Al día siguiente se reprodujo la escena; y como esta vez el corso se
reanudaba de noche con batalla de flores, Louis agotó en un cuarto de
hora cuatro inmensas canastas. Styles y la señora se reían,
volviéndose a menudo, y el joven Harry no apartaba casi sus ojos de Louis.
Este echó una mirada de desesperación a sus canastas vacías; mas sobre
el almohadón del surrey quedaban aún uno, un pobre ramo de
siemprevivas y jazmines del país. Louis saltó con él por sobre la
rueda del Surrey, dislocándose casi un tobillo, y corriendo a la
victoria, jadeante, empapado en sudor y el entusiasmo a flor de ojos,
tendió el ramo al joven. El buscó atolondradamente otro, pero no
lo tenía. Sus acompañantes se rían.

--¡Pero loco!--le dijo la madre, señalándole el pecho--¡ahí tienes
uno!

El carruaje arrancaba al trote. Louis, que había descendido del
estribo, afligido, corrió y alcanzó el ramo que el joven le tendía,
con el cuerpo casi fuera del coche.

Louis había llegado tres días atrás de Buenos Aires, donde concluía su
bachillerato. Había permanecido allá siete años, de modo que su
conocimiento de la sociedad actual de Concordia era mínimo. Debía
quedar aún quince días en su ciudad natal, disfrutados en pleno
sosiego de alma, si no de cuerpo; y he ahí que desde el segundo día
perdía toda su serenidad. Pero en cambio ¡qué encanto!

--¡Qué encanto!--se repetía pensando en aquel rayo de luz, flor y
carne masculina que había llegado a él desde el carruaje. Se reconocía
real y profundamente deslumbrado--y enamorado, desde luego.

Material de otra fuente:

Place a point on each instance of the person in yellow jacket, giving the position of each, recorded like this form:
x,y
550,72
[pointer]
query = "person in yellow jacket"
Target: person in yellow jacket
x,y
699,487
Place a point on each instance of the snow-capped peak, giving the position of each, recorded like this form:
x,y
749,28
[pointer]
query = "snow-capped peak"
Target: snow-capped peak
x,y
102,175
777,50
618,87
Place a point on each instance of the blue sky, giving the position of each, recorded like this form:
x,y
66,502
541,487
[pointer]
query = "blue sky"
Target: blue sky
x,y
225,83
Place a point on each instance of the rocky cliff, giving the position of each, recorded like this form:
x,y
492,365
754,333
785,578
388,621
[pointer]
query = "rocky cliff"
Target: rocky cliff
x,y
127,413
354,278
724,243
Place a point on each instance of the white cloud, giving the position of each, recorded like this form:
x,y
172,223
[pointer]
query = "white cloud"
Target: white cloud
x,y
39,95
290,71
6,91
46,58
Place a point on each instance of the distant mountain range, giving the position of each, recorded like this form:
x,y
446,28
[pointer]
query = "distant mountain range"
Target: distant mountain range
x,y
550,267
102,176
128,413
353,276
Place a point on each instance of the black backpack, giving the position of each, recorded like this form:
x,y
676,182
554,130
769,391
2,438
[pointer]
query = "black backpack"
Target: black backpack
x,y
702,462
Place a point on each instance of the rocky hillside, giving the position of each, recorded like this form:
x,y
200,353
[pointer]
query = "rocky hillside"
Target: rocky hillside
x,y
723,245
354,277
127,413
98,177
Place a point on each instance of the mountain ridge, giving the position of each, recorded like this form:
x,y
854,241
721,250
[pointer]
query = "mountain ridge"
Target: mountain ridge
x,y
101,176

¡Y si él lo quisiera!... ¿Lo querría? Louis, para dilucidarlo,
confiaba mucho más que en el ramo de su pecho, en la precipitación
aturdida con que el joven había buscado algo para darle. Evocaba
claramente el brillo de sus ojos cuando lo vio llegar corriendo, la
inquieta expectativa con que lo esperó, y--en otro orden, la morbidez
del joven pecho, al tenderle el ramo.

¡Y ahora, concluido! Él se iba al día siguiente a Montevideo. ¿Qué
le importaba lo demás, Concordia, sus amigos de antes, su mismo padre?
Por lo menos iría con el hasta Buenos Aires.

Hicieron, efectivamente, el viaje juntos, y durante él, Louis llegó al
más alto grado de pasión que puede alcanzar un romántico muchacho de
18 años, que se siente querido. La madre acogió el casi infantil
idilio con afable complacencia, y se reía a menudo al verlos, hablando
poco, sonriendo sin cesar, y mirándose infinitamente.

La despedida fué breve, pues Louis no quiso perder el último vestigio
de cordura que le quedaba, cortando su carrera tras él.

Volverían a Concordia en el invierno, acaso una temporada. ¿Iría él?
"¡Oh, no volveré yo!" Y mientras Louis se alejaba, tardo, por el
muelle, volviéndose a cada momento, el, de pecho sobre la borda, la
cabeza un poco baja, lo seguía con los ojos, mientras en la planchada
los marineros levantaban los suyos risueños a aquel idilio--y al a
camisa de color azul, del tiernísimo novio.